Le 21 novembre 2012, le juge Penny a pris une décision relative à l’appel du père en s’appuyant sur d’autres questions, et non sur les questions relatives à la Charte. Cependant, il a reconnu que la loi ontarienne sur les prestations alimentaires pour enfants pouvait être inconstitutionnelle, ce qui ouvrait la porte à une contestation future.

Il faudrait attendre quatre longues années, mais la contestation a eu lieu en 2016. Un collègue m’a contacté au sujet d’une cause similaire : Coates c. Watson.

J’ai accepté de représenter Robyn Coates pro bono pour aider les enfants adultes ayant une incapacité en Ontario et les parents comme Robyn.

Cette fois encore, j’ai réuni une équipe d’avocats hors pair pour avancer que la loi ontarienne sur les prestations alimentaires pour enfants était inconstitutionnelle.

Contrairement à ce qui s’était produit dans l’affaire Vivian, les médias se sont emparés de Coates c. Watson. J’ai été interviewé à plusieurs reprises, et j’étais heureux de le faire pour sensibiliser les gens au besoin, pour les enfants handicapés de parents non mariés, de recevoir une prestation alimentaire, et pour attirer l’attention sur l’aspect pro bono de la cause.

Le 24 mars 2017, cette fois pour représenter Robyn Coates, je suis allé en cour pour affirmer que la loi ontarienne sur les prestations alimentaires pour enfants ne respectait pas les valeurs qui sous-tendent la Charte ni les valeurs canadiennes. Contrairement à mes apparitions en cour dans le cadre de ma pratique de tous les jours, les médias étaient sur les lieux pour parler de la cause, que je croyais d’importance sociale cruciale pour tous les Ontariens.
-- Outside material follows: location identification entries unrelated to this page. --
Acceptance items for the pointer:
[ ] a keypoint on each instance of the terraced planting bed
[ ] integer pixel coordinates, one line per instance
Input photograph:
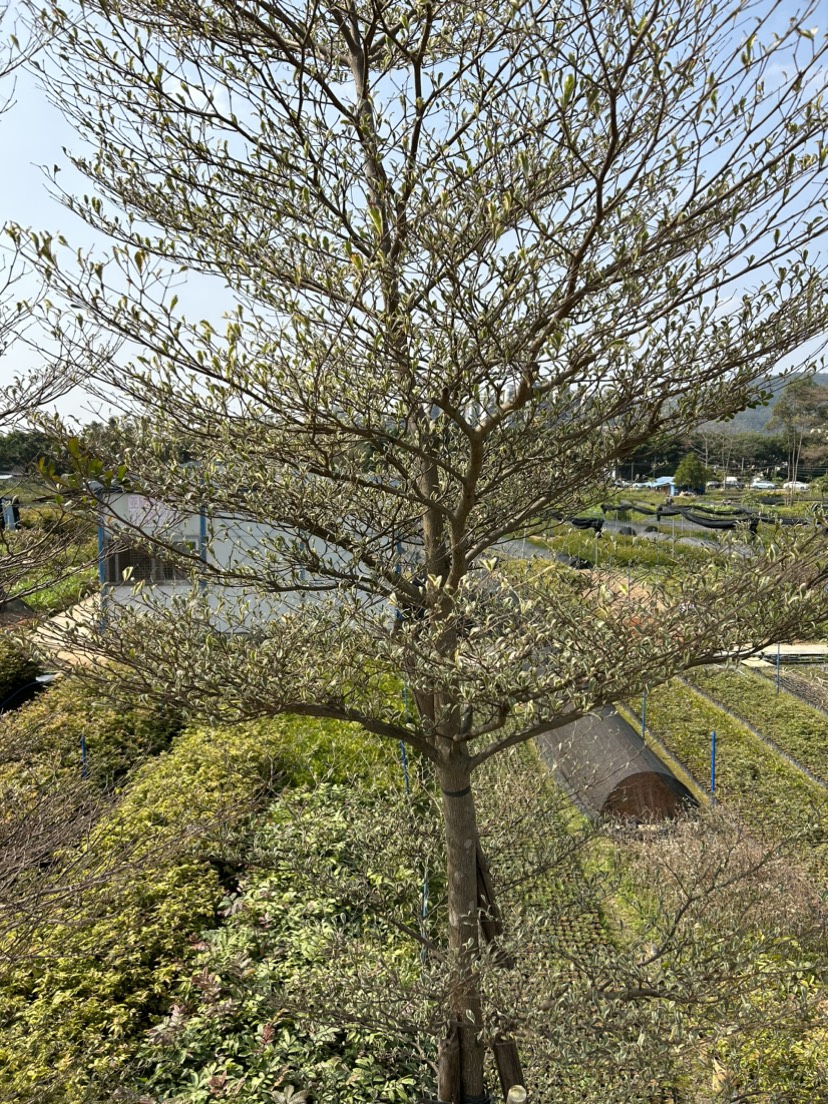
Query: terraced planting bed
(795, 726)
(770, 793)
(808, 681)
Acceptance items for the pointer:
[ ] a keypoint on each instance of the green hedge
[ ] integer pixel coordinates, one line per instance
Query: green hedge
(72, 1016)
(269, 999)
(772, 793)
(796, 728)
(17, 667)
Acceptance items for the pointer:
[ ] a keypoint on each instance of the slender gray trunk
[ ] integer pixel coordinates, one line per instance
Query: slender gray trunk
(462, 1074)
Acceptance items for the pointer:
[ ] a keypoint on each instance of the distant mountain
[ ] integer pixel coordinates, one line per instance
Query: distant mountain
(756, 420)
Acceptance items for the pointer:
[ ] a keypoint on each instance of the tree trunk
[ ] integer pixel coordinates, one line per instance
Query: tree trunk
(459, 819)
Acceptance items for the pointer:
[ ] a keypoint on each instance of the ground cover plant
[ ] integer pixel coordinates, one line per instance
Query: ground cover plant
(470, 259)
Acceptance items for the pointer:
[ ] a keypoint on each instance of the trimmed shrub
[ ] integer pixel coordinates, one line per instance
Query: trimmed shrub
(17, 668)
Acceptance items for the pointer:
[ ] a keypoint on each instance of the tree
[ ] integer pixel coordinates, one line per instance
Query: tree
(800, 409)
(471, 261)
(691, 473)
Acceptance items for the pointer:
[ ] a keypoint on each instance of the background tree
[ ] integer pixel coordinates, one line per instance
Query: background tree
(474, 259)
(691, 474)
(802, 406)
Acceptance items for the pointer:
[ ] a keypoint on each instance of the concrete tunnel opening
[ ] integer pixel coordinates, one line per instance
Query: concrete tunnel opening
(608, 771)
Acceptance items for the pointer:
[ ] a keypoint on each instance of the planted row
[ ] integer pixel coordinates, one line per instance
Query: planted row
(152, 872)
(795, 726)
(770, 792)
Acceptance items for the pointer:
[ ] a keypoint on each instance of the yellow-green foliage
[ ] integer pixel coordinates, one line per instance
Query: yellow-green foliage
(71, 1016)
(41, 741)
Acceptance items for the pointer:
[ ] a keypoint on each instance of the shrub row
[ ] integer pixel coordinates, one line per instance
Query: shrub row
(794, 726)
(17, 668)
(73, 1012)
(770, 792)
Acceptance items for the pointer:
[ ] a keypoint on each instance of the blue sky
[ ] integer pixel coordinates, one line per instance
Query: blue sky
(32, 136)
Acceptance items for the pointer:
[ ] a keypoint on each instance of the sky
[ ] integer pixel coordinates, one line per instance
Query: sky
(32, 136)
J’ai même invité mes parents à y assister et à entendre les arguments présentés devant le juge Sullivan. Ce moment, au plan personnel comme au plan professionnel, incarnait les raisons mêmes pour lesquelles j’avais étudié en droit et ressenti une vocation pour le droit.

Fait inhabituel, à la fin de la séance, le juge Sullivan a permis à tous les avocats et clients qui cherchaient à faire modifier la loi ontarienne sur les prestations alimentaires pour enfants de prendre des photos debout derrière lui. Je conserve ces photos dans mon bureau, comme rappel constant de ce moment capital, non seulement pour mes clients, mais pour l’avancement d’une cause de justice sociale et du droit ontarien.

Les photos prises ce jour-là servent à toujours me rappeler, particulièrement lors de journées difficiles où je me sens fatigué, de l’importance sociale de ce que font et réussissent des avocats déterminés qui s’attellent à la tâche.